Often those qualities are unpredictable, hard to pin down, and tough to replicate, although year after year networks look at the successes of their rivals and attempt to re-create a little of the lightning in a bottle that other three letter broadcaster has going on right now, anyway.

Currently, the trend is towards more heartfelt fare that runs the the gamut of human experience. Hard times make for softer, more touchy-feely TV shows, with research suggesting they give us something to focus those negative emotions on and get them out of our system. So if you’ve been crying into your tissues over the latest episode of This is Us, don’t worry. You are both a child of the times and emotionally healthy. And somewhere, a TV network exec is patting him or herself on the back for a job well done.

Which brings us to ABC’s new feel-good drama A Million Little Things. With an attractive ensemble cast and feelgood subject matter about friendship and learning how to seize the day, it’s perhaps unsurprising to note that comparisons to NBC’s above-mentioned hit, now entering its third season on NBC, are already starting to roll in.

A Million Little Things focuses, not on family but on a group of friends, who, we learn got together when the elevator they were sharing got stuck between floors, forcing them to spend time and ultimately share honest truths while awaiting rescue. Fast forward five years and life has not been smooth sailing for this disparate group. While some have achieved great success, others flounder in debt. For others, the threat of illness looms, while another’s marriage quietly crumbles. However it’s only after one of the gang, Jon, commits suicide that the others are jolted into reality. They realize they have each spent the last five years coasting through their respective lives, caught in the minutate of living, but never truly alive.

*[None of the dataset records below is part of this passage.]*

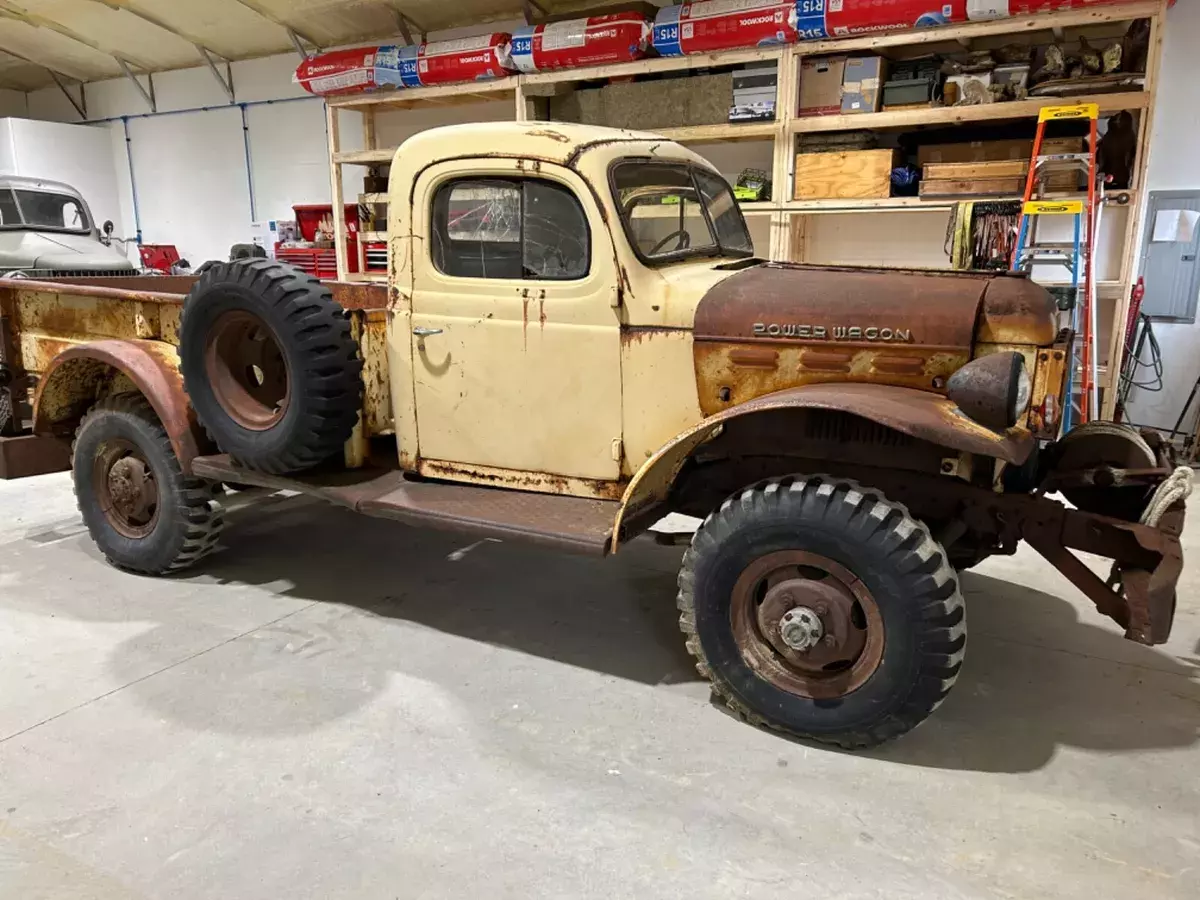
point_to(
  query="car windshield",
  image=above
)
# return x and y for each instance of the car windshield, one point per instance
(673, 210)
(42, 210)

While Jon (Ron Livingstone) is gone, he is by no means forgotten, reaching into the lives of those he left behind through a series of pre-prepared acts of kindness, and video confessionals. Jon, it seemed, had this ‘how to live a meaningful life’ thing all figured out. So why did he commit suicide? The series seems keen to make us wonder the same thing by providing a mystery envelope, a secretive personal assistant, and an affair for us to puzzle over.

While A Million Little Things will no doubt shower us with weekly clues as to why Jon decided to throw it all away, and no doubt provide us with more acts of kindness from beyond the grave as he coaches each of his friends towards a better outcome, the show shouldn’t really need this “PS I Love You” style mystery prop to keep it going week to week. I write this fully aware that This is Us spun out the mystery of the manner of Jack Pearson’s death for an entire season. However here the central characters seem to lack a sense of impetus without said mystery. And as dark a subject as suicide is, Jon’s final act never feels like the messy, devastating, detonated bomb it should. As a result, the core characters are simply not compelling enough to care about, abandoned as they are, to warm their hands and hearts over a fire that seems to have gone out after the opening scene.

A little like attending the funeral of an estranged relative, we feel we ought to cry, but we just can’t seem to summon the tears.

As noted at the outset of this review, a million little things go into making an idea on paper a truly memorable hour of TV. Watching A Million Little Things may only make you acknowledge what a skilled screenwriter This is Us’ Dan Fogelman is.

The series stars David Giuntoli as Eddie Saville, Ron Livingston as Jon Dixon, Romany Malco as Rome Howard, Allison Miller as Maggie Bloom, Christina Moses as Regina Howard, Christina Ochoa as Ashley Morales, Grace Park as Katherine Kim, James Roday as Gary Mendez, Stephanie Szostak as Delilah Dixon, Lizzy Greene as Sophie Dixon and Tristan Byon as Theo Saville. 

It premieres Wednesday, Sept. 26 10:00-11:00 p.m. on ABC.